The pathogenetic mechanism for the simultaneous presence of septic arthritis and osteomyelitis remains unclear. In pediatric patients, the proposed mechanisms for the coexistence of septic arthritis with hematogenous adjacent osteomyelitis includes the presence of transphyseal vessels in children younger than 18 months, and the intraarticular location of the metaphysis in joints such as the hip, shoulder, and ankle.10,11,15 However, Perlman et al12 observed no difference in the rate of coexisting septic arthritis in patients younger versus older than 18 months, and in intraarticular versus extraarticular locations of the involved metaphysis. The authors hypothesized additional pathogenetic mechanisms may be present, such as subperiosteal spread of infection and hematogenous seeding of the joint from the site of osteomyelitis.12 Atcheson and Ward1 also proposed hematogenous seeding of the synovial lining from the focus of osteomyelitis as the explanation for the association of septic arthritis and osteomyelitis in their adult patient. The vascular connections between the metaphyseal, epiphyseal, and synovial vessels may lead to infection of the synovial lining, which progresses from the lining to the joint fluid.1,3,4
Adjacent osteomyelitis was present in almost all of our patients (94%) who did not respond favorably to treatment for septic knee arthritis. We presume the area of osteomyelitis, which was undiagnosed and untreated at the time of surgical arthrotomy and drainage, prevented a satisfactory clinical response and caused reinfection of the joint. The presence of comorbidities in most of our patients (85%) may have also resulted in a less efficient host response to the involved microorganism(s)2 and a predisposition to hematogenous osteomyelitis and reinfection.

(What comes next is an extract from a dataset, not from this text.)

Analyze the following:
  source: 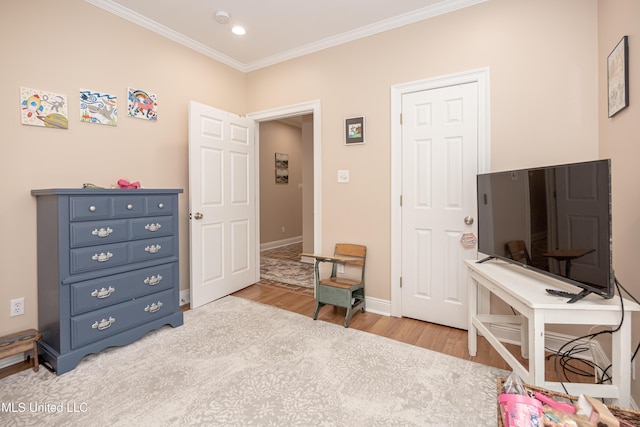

Persistence or recurrence of clinical signs of infection after management of septic knee arthritis in adults should raise the suspicion of adjacent osteomyelitis, especially in patients with diabetes or other compromised patients. The distal femur and proximal tibia can be evaluated by MRI to determine the presence of osteomyelitis. Repeat dé-bridement procedures should include the involved bone. The adverse effect of the adjacent osteomyelitis to the clinical course of pediatric patients with septic arthritis was noted by Jackson et al,5 who reported seven of 16 children with combined septic arthritis and adjacent osteomyelitis responded slowly to the management of septic arthritis and had persistent pain, fever, or extremity swelling. Additional joint decompression and drainage were performed in four patients, but failed in three patients.3 The authors emphasized children with a slow clinical response to therapy should be considered at high risk for osteomyelitis.3 They also suggested additional imaging studies to diagnose adjacent osteomyelitis and, if present, management with bone débridement.5
Slow response to management of septic knee arthritis in adult patients should raise suspicion of adjacent osteomyelitis, especially in compromised patients. Further evaluation and management may be necessary.